# Rumor



## OldCootHillbilly (Jul 9, 2010)

OK folks, this simply be a rumor I caught winda. Ifin the gobbernut shutdown lasts very long, dairy prices er gonna skyrocket.

I got nothin ta back it up, just sumtin I heard from a few folks.

Might be time ta stock up on cheese, butter an such. We got a good sale on butter right now, might be time ta can some more.


----------



## Davarm (Oct 22, 2011)

Already there Coot, been at it for about a month now. 

Have been making yogurt to dehydrate and buying up butter to can. Have a good stock of cheese already canned but guess now would be a good time to start waxing it like I'd been planning to do anyway.

If the price doesn't jump - oh well, we will just have that much more in the pantry. 

If all the subsidies stop guess that would a good reason for them to up the prices.


----------



## goshengirl (Dec 18, 2010)

With a rumor like that, it's always good to put it out there and let folks decide what to do with it. It just might help.
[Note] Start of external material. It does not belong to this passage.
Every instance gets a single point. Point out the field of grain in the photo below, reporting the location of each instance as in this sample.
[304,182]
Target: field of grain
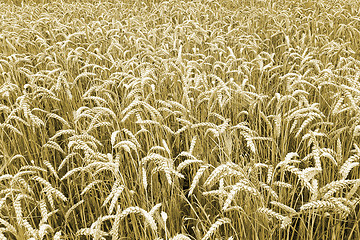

We've got a butter sale here, too. Was planning to get some - now I'll make sure. And if the rumor doesn't pan out, no loss. Just more butter stored. Among other things.


----------



## Sentry18 (Aug 5, 2012)

Cleaned out refrigerator No. 2 this morning and am heading to the grocery store this afternoon. The thing about this kind of rumor is that I can't lose by stocking up. Either it's true and I got well supplied and saved money or it's not true and I purchased products that I will use anyway and I don't have to buy more butter or cheese for awhile. Win - Win.


----------



## Turtle (Dec 10, 2009)

Well, if it is true, this won't help:

http://www.theblaze.com/stories/201...s-and-you-might-not-have-even-heard-about-it/


----------



## Country Living (Dec 15, 2009)

I freeze butter - both stick and tub (have found only one kind of tub butter that freezes well and it's ICBIB). 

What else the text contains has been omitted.